The digitization of old newspapers is transforming their value as source material.  It is now possible to search across millions of pages of scanned and OCRed papers.  There are free resources, such as Chronicling America from the Library of Congress and the Fulton County history site (which provides access to an incredible 25 million pages of scanned NY papers).  And there are commercial products ranging from The New York Times and Washington Post from ProQuest to America’s Historical Newspapers from Readex. There is a Cornell guide to digitized newspapers that provides an overview of what is available.

The Library subscribes to as many of the commercial resources as we can, but they often are very expensive.  What can you do if the paper you are interested in is not available through Cornell?
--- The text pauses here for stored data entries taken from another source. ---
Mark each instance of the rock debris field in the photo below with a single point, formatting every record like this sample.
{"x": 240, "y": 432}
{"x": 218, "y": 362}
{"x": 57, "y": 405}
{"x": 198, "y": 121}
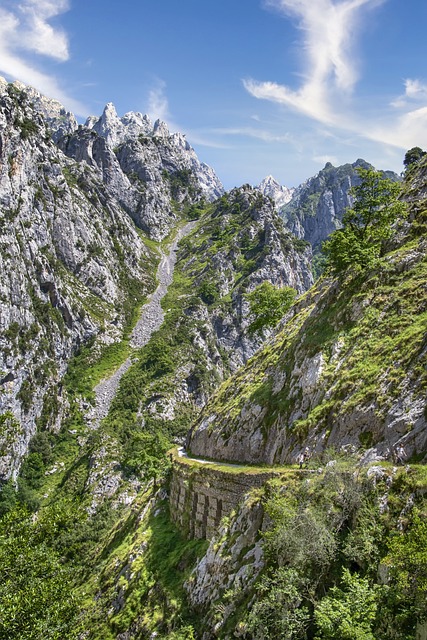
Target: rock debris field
{"x": 150, "y": 320}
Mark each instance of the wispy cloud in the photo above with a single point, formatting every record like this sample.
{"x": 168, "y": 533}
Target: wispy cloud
{"x": 250, "y": 132}
{"x": 329, "y": 29}
{"x": 25, "y": 29}
{"x": 158, "y": 105}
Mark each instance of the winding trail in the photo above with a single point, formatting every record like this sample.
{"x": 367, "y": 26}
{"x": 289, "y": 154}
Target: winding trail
{"x": 150, "y": 320}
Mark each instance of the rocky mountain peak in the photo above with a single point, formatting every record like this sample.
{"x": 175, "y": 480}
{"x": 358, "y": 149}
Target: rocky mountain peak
{"x": 281, "y": 195}
{"x": 160, "y": 129}
{"x": 58, "y": 120}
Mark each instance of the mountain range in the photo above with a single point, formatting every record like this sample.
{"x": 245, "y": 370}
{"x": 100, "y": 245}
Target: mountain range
{"x": 149, "y": 435}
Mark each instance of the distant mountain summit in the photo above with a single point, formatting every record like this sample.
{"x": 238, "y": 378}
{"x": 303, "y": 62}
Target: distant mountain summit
{"x": 280, "y": 195}
{"x": 317, "y": 206}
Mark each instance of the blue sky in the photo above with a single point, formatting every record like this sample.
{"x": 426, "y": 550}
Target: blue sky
{"x": 258, "y": 86}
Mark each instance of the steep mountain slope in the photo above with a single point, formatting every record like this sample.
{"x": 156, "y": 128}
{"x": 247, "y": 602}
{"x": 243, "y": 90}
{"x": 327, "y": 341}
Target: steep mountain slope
{"x": 73, "y": 266}
{"x": 236, "y": 244}
{"x": 348, "y": 367}
{"x": 318, "y": 205}
{"x": 161, "y": 170}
An option may be to use a newspaper product from a genealogical publisher.  For a reasonable fee (often as low as $80/year), they can provide access to hundreds of titles that we do not own.  Here are three examples:

  • Newspapers.com is a new database from Ancestry, the company that produces the Ancestry.com database to which the library currently subscribes.  Newspapers.com currently has over 800 papers and 25 million pages.  Newspapers supposedly date from the 1700s into the 2000s.
  • GenealogyBank.com from NewsBank, one of the Library’s sources for contemporary online news, claims to have over 6,400 newspapers available for searching. Because NewsBank also owns Readex, this may be a source for papers in series in America’s Historical Newspapers to which the Library does not subscribe.
  • For UK papers, the genealogy site Findmypast.co.uk has added 200 UK newspaper titles published between 1710 and 1950.  These are produced in conjunction with the British Library.

In most cases, these sites have limited free searching.  Since these are intended primarily for the genealogical community, searching is often by name.  Nevertheless, the full content of the paper is usually included.  And these services often offer a free trial period.  If they have the papers from an area of interest to you, it could be an affordable research expenditure.